Even when nurses are reported, the amount of medication they stole often does not meet the DEA’s threshold for investigation, said Jim Palestino, assistant special agent in charge for the DEA’s Rocky Mountain Region in Denver. Still, Palestino said, stopping narcotic diversion is the agency’s top priority.
“We see it as the No. 1 drug problem in America, the illicit use of pharmaceutical drugs,” he said. “It’s really amazing how it has exploded over the last several years.”
To grab the DEA’s attention, the quantity of diverted narcotics has to equal about 2 pounds of cocaine. A case might also interest the agency if the nurse was a major supply source for the illegal drug market.
Most of the illegal pharmaceuticals available in Montana come from patients who forge prescriptions or doctor-shop, not from nurses, Palestino said.
Local police do investigate some nurses for diversion.

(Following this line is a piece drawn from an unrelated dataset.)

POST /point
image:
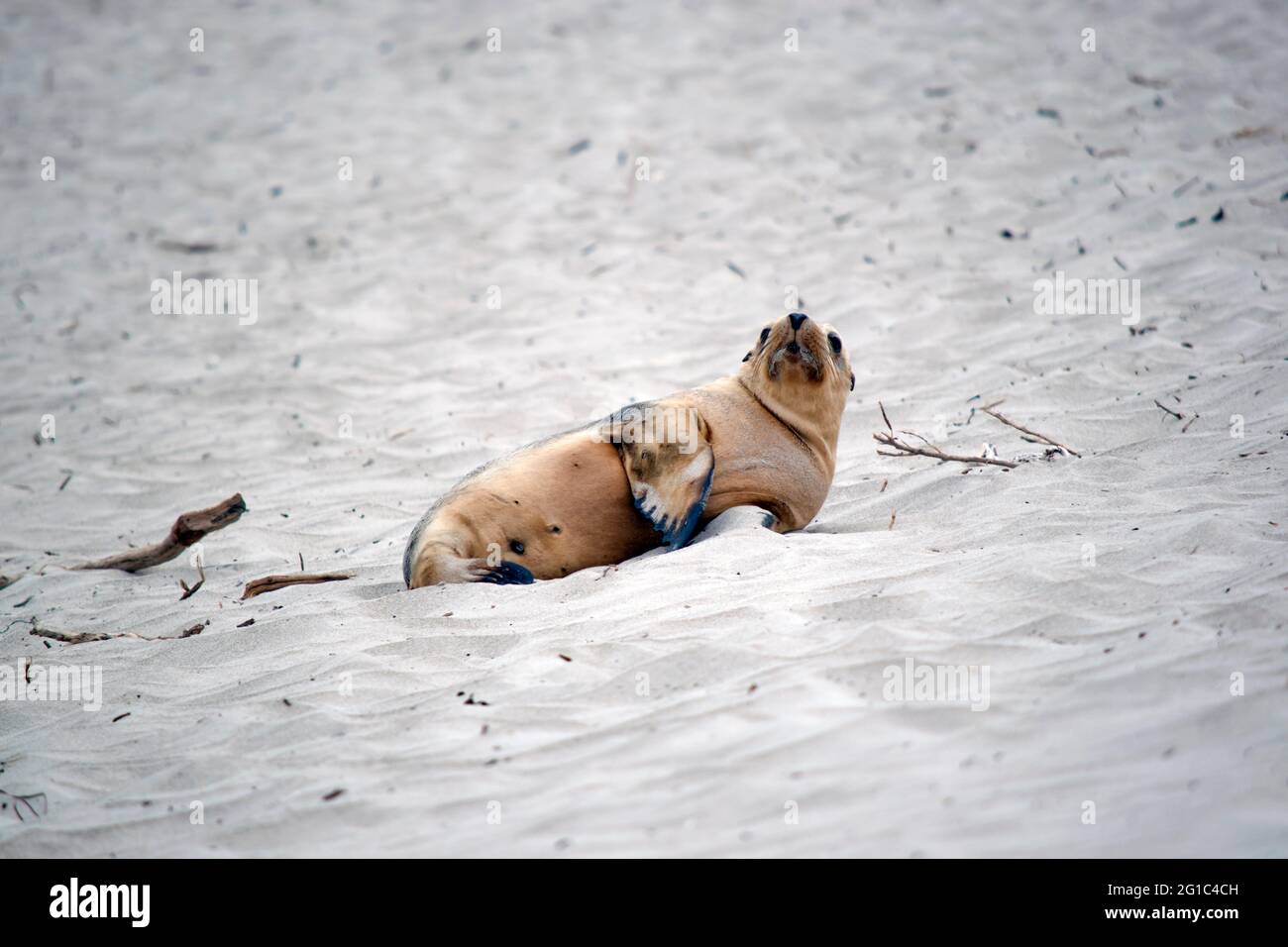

A Billings Police Department spokesman said earlier this month that detectives were working four active cases and that one or two reports come in a month.
But police departments have no way to know if they hear about every diversion, and the number of criminal prosecutions does not reflect the number of nurses sanctioned by the state.
Epstein, the Glacier county attorney, said he grew frustrated with the situation after a medical office helped him prosecute a certified nurse aide for diversion but clammed up when he tried to pursue a nurse involved in the same incident.
“My forehead got flatter from banging it against the wall,” he said.
Despite working in intense life-and-death environments, nurses as a group do not have a higher substance abuse rate than the general population. More than 99 percent of them handle stressful jobs with aplomb.
But the stakes are higher when a nurse goes to work impaired — or injects herself on shift with narcotics stolen from the hospital supply, as at least one Montana nurse has done — than when people in most other professions do.
“It’s a very honorable profession chock full of good employees,” said Long, the state criminal investigator. “But any group is going to have some bad apples. If you have any medical professional diverting drugs, particularly if it’s for an addiction, you have a problem.”